FANCD2 Purification and Identification of a Functionally Important Phosphorylation Event at Serine 331.

Fanconi anemia (FA) is an inherited hematological disorder characterized by birth defects, bone marrow failure, and cancer susceptibility. FA cells are characterized by spontaneous chromosomal instability and hypersensitivity to cross linking reagents such as mitomycin C (MMC). Cloned FA genes cooperate in a signaling pathway activated by DNA damage during replication, and monoubiquitination of FANCD2 is the critical downstream event. The check point kinase ATR is required for the efficient monoubiquitination of FANCD2. Inducible ATR-dependent phosphorylation of threonine 691 and serine 717 are reported to enhance the monoubiquitination of FANCD2 and resistance to MMC. In the present study, we have devised means to purify the FANCD2 protein into multiple subcomplexes. In doing so, we have identified at least 3 distinct subcomplexes: a pure multimeric precursor form comprised of FANCD2 polypeptides, a 1 MD form that is chromatin bound, and a 2 MD form that is in the nucleosol.
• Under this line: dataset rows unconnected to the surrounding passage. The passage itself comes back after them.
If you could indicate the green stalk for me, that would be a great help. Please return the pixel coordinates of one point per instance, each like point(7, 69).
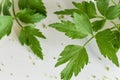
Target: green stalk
point(113, 2)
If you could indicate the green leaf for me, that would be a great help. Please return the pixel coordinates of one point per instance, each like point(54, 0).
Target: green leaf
point(82, 23)
point(105, 43)
point(116, 40)
point(84, 7)
point(6, 23)
point(6, 6)
point(102, 6)
point(28, 36)
point(36, 5)
point(67, 12)
point(28, 16)
point(1, 6)
point(77, 58)
point(98, 24)
point(87, 7)
point(77, 30)
point(113, 12)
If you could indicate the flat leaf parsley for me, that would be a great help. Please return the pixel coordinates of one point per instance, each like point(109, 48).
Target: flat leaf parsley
point(88, 19)
point(30, 12)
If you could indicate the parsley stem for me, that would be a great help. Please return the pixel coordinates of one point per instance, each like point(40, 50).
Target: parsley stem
point(13, 9)
point(88, 41)
point(113, 2)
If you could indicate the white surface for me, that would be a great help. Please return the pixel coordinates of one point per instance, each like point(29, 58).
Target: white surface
point(18, 62)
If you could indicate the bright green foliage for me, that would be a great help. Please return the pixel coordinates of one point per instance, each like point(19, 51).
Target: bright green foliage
point(113, 12)
point(28, 36)
point(29, 16)
point(84, 7)
point(102, 6)
point(6, 6)
point(98, 24)
point(80, 28)
point(77, 58)
point(87, 22)
point(36, 5)
point(67, 12)
point(116, 40)
point(6, 23)
point(105, 43)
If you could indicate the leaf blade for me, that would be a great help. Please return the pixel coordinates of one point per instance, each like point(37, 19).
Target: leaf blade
point(77, 61)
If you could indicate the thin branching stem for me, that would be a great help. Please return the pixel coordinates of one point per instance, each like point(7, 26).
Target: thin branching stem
point(88, 41)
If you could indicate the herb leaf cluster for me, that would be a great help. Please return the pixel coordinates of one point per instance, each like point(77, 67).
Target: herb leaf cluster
point(30, 12)
point(88, 19)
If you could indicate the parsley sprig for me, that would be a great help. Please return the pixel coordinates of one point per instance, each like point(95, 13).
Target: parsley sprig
point(29, 13)
point(88, 19)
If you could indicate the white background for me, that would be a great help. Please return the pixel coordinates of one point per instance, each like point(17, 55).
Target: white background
point(19, 63)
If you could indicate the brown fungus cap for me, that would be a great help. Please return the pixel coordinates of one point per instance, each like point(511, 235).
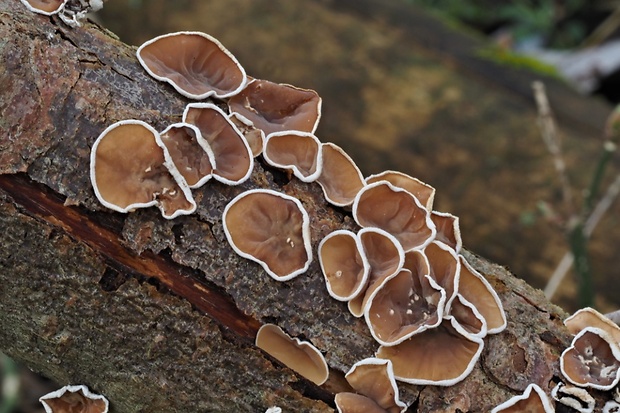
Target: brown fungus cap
point(194, 63)
point(296, 151)
point(190, 153)
point(424, 192)
point(477, 290)
point(130, 168)
point(74, 399)
point(439, 356)
point(356, 403)
point(385, 258)
point(344, 265)
point(574, 397)
point(274, 107)
point(404, 306)
point(46, 7)
point(233, 158)
point(533, 400)
point(340, 179)
point(374, 378)
point(299, 356)
point(589, 317)
point(272, 229)
point(592, 360)
point(396, 211)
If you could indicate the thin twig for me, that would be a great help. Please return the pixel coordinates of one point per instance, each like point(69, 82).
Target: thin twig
point(612, 193)
point(552, 141)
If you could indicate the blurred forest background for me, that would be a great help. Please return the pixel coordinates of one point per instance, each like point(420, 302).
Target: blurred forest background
point(440, 90)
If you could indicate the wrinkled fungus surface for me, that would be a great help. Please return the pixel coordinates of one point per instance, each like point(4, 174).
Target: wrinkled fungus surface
point(194, 63)
point(272, 229)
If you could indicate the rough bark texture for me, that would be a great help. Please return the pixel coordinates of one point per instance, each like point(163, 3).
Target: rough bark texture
point(161, 315)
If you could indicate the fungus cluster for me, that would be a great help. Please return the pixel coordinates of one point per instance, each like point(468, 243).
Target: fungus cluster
point(592, 361)
point(401, 270)
point(593, 358)
point(74, 399)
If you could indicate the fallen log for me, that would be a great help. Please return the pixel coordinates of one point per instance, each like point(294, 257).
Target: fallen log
point(161, 315)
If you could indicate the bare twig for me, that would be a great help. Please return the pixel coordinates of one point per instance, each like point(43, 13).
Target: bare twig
point(552, 141)
point(613, 191)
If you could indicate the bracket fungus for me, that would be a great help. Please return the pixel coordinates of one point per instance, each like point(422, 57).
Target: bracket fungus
point(440, 356)
point(274, 107)
point(385, 257)
point(403, 306)
point(189, 152)
point(423, 192)
point(535, 401)
point(233, 157)
point(373, 380)
point(272, 229)
point(592, 360)
point(296, 151)
point(574, 397)
point(340, 179)
point(45, 7)
point(395, 210)
point(74, 399)
point(130, 168)
point(194, 63)
point(344, 264)
point(589, 317)
point(299, 356)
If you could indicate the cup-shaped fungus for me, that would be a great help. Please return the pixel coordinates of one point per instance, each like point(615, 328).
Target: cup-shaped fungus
point(233, 158)
point(340, 179)
point(46, 7)
point(194, 63)
point(592, 360)
point(190, 153)
point(272, 229)
point(445, 268)
point(299, 356)
point(130, 168)
point(477, 290)
point(344, 264)
point(274, 107)
point(589, 317)
point(439, 356)
point(448, 230)
point(424, 192)
point(374, 379)
point(297, 151)
point(395, 210)
point(74, 399)
point(385, 257)
point(535, 401)
point(574, 397)
point(403, 306)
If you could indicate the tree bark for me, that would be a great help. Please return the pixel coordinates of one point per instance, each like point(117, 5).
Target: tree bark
point(160, 315)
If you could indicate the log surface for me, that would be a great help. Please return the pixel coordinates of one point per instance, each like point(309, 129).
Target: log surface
point(160, 315)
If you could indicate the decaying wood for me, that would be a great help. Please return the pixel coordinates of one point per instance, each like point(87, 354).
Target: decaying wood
point(161, 315)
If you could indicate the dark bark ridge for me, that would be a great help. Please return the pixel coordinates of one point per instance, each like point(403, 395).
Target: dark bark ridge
point(160, 315)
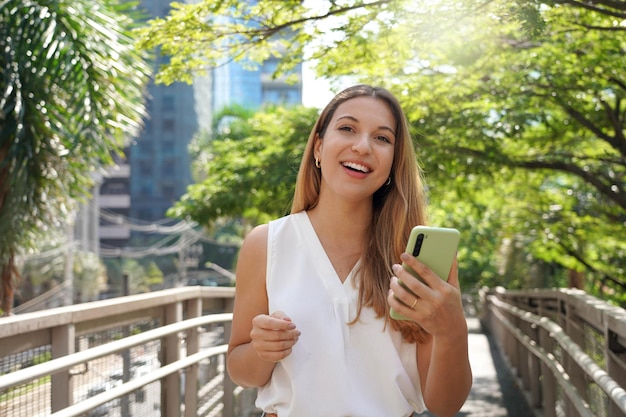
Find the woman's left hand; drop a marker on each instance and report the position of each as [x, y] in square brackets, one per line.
[436, 305]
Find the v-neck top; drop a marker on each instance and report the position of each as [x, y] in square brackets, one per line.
[336, 369]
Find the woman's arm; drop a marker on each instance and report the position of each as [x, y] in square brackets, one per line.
[443, 360]
[257, 339]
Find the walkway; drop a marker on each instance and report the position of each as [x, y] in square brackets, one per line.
[495, 392]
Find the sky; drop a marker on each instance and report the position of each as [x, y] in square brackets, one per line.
[316, 92]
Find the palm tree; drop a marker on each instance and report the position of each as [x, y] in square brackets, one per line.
[71, 95]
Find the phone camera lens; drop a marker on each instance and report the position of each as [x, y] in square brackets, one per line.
[418, 244]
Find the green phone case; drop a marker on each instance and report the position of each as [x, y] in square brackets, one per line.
[438, 248]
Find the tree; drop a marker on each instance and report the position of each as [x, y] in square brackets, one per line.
[522, 101]
[249, 169]
[71, 94]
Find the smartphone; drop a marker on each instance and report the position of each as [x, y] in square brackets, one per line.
[435, 247]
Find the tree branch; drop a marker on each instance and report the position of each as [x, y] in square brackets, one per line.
[619, 7]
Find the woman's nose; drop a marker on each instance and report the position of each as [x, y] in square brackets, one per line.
[362, 144]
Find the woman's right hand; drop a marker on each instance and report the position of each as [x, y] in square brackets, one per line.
[273, 336]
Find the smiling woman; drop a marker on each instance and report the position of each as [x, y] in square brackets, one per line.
[311, 325]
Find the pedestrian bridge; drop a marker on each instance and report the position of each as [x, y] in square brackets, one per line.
[533, 353]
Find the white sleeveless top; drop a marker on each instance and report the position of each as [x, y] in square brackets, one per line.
[335, 369]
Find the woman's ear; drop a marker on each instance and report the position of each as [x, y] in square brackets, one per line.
[317, 148]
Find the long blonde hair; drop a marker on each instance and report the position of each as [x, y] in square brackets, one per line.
[397, 207]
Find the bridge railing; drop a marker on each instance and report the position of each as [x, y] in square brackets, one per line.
[127, 356]
[567, 348]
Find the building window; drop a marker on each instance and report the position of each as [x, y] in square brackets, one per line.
[145, 168]
[169, 103]
[168, 147]
[169, 125]
[146, 190]
[168, 191]
[114, 188]
[169, 167]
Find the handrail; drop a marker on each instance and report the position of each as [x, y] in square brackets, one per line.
[134, 384]
[599, 375]
[66, 362]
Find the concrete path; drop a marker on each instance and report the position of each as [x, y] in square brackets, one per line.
[495, 392]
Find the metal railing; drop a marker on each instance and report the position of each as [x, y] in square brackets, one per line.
[126, 356]
[165, 351]
[567, 348]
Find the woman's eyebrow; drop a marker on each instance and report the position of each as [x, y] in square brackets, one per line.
[357, 120]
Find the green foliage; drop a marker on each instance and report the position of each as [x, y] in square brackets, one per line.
[70, 96]
[517, 108]
[250, 168]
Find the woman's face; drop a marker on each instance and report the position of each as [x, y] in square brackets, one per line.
[356, 153]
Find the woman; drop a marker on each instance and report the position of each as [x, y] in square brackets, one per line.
[311, 325]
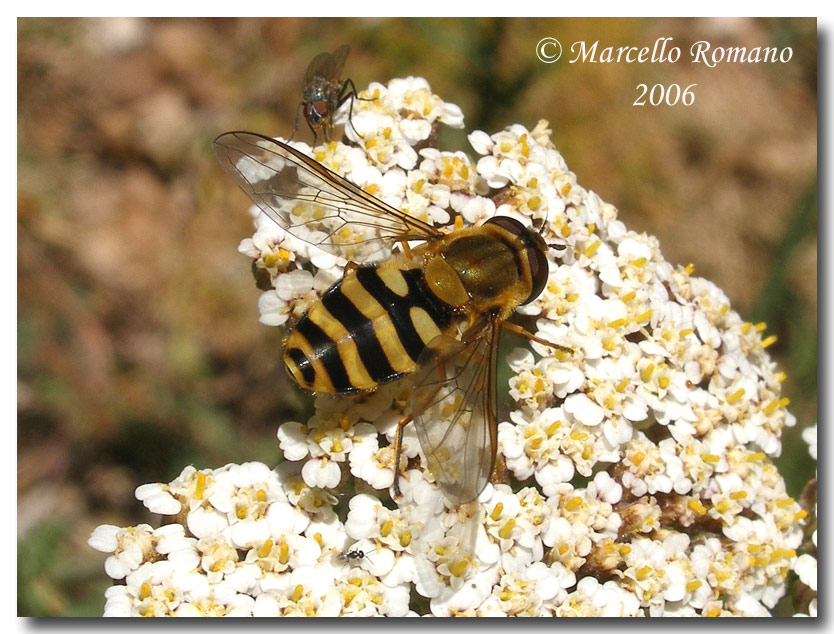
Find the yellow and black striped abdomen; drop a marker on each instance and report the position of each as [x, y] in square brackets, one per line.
[367, 329]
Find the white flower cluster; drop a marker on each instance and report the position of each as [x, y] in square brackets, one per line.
[635, 474]
[805, 566]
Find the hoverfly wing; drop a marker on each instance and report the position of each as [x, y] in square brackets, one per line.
[327, 65]
[454, 411]
[313, 203]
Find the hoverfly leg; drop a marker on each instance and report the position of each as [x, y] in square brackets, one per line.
[297, 114]
[405, 420]
[524, 333]
[398, 448]
[406, 249]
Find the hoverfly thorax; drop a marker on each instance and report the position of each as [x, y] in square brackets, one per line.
[497, 266]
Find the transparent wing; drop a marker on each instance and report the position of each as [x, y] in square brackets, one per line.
[454, 411]
[328, 65]
[313, 203]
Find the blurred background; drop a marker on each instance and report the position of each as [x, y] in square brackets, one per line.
[139, 347]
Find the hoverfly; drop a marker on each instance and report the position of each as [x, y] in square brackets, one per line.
[396, 315]
[324, 92]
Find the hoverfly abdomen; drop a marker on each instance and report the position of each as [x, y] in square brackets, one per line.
[368, 329]
[398, 317]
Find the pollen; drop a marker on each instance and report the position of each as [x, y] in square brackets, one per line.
[592, 248]
[735, 396]
[297, 593]
[644, 316]
[200, 486]
[697, 507]
[266, 548]
[769, 341]
[386, 527]
[458, 569]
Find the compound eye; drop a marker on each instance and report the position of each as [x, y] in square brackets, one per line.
[316, 112]
[539, 271]
[535, 249]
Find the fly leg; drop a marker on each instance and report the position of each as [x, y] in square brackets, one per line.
[524, 333]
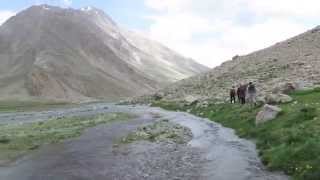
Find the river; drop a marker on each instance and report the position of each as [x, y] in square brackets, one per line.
[214, 153]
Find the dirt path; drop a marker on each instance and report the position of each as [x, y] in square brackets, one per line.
[213, 153]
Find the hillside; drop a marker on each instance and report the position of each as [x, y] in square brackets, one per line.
[295, 61]
[76, 55]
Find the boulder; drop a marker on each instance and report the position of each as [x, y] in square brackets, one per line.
[277, 98]
[267, 113]
[191, 100]
[288, 87]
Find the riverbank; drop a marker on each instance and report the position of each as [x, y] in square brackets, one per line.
[19, 139]
[157, 144]
[289, 143]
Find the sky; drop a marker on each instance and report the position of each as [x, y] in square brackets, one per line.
[209, 31]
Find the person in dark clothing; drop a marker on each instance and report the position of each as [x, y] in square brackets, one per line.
[233, 95]
[242, 93]
[238, 93]
[252, 94]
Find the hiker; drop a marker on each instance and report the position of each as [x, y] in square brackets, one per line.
[252, 93]
[233, 95]
[238, 93]
[242, 90]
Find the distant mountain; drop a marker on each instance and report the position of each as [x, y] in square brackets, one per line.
[294, 63]
[74, 55]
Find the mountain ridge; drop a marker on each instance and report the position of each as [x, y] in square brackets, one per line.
[74, 55]
[294, 62]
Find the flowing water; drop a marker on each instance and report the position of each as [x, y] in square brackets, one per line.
[214, 153]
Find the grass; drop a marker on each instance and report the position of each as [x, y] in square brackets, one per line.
[18, 139]
[18, 106]
[160, 131]
[290, 143]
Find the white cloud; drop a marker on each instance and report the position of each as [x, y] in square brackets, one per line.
[212, 31]
[5, 15]
[67, 3]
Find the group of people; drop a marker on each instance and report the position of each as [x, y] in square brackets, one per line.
[245, 92]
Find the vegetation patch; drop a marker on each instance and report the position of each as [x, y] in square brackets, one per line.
[18, 106]
[19, 139]
[160, 131]
[290, 143]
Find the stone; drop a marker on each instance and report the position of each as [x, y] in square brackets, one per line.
[191, 100]
[267, 113]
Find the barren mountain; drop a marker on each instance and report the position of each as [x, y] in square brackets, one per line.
[293, 63]
[75, 55]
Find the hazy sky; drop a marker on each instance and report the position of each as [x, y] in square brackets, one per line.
[210, 31]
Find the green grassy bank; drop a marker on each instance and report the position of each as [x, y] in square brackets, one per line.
[19, 106]
[18, 139]
[290, 143]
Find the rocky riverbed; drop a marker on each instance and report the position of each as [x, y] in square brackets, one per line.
[174, 145]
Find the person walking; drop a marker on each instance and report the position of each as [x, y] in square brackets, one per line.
[238, 93]
[252, 94]
[233, 95]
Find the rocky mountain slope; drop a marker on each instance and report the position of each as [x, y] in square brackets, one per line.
[293, 63]
[75, 55]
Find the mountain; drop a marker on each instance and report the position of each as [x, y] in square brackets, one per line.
[293, 63]
[75, 55]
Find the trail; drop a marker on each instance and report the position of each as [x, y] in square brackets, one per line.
[214, 153]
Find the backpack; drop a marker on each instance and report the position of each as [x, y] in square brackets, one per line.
[251, 88]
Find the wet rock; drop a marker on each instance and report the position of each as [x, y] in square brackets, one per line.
[267, 113]
[160, 131]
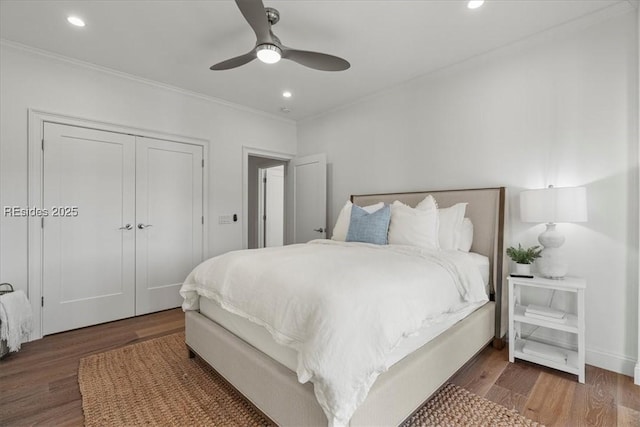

Electron microscopic analysis of the precursor form reveals homogenous appearing complexes. Mass spectroscopic analysis of the 1MD FANCD2 complex has identified the FANCI protein, among others, which confirms recent reports of FANCD2-FANCI interaction. Further mass spectroscopic analysis of FANCD2 has identified a novel phosphorylation site on FANCD2, serine 331, which is further confirmed by immunoblot using phosphospecific antibody against phospho-serine 331. This phosphorylation site is conserved in other species, including mouse, rat, xenopus, and tetraodon nigroviridis. Single amino acid mutation by alanine at this site results in a complete loss of monoubquitination of FANCD2 and resistance to MMC, suggesting that the phosphorylation of S331 is a functionally significant event. Moreover, this site fits the consensus sequence for a CHK1 substrate, which in turn is a substrate of target for CHK1, a substrate of ATR, which is also required for monoubiquitination of FANCD2. These findings further support the correlation between phosphorylation and monoubiquitination of FANCD2 in the DNA damage response with the intervention of CHK1 as a mediator of ATR and suggest dynamic regulation of FANCD2 subcomplexes within the FA pathway.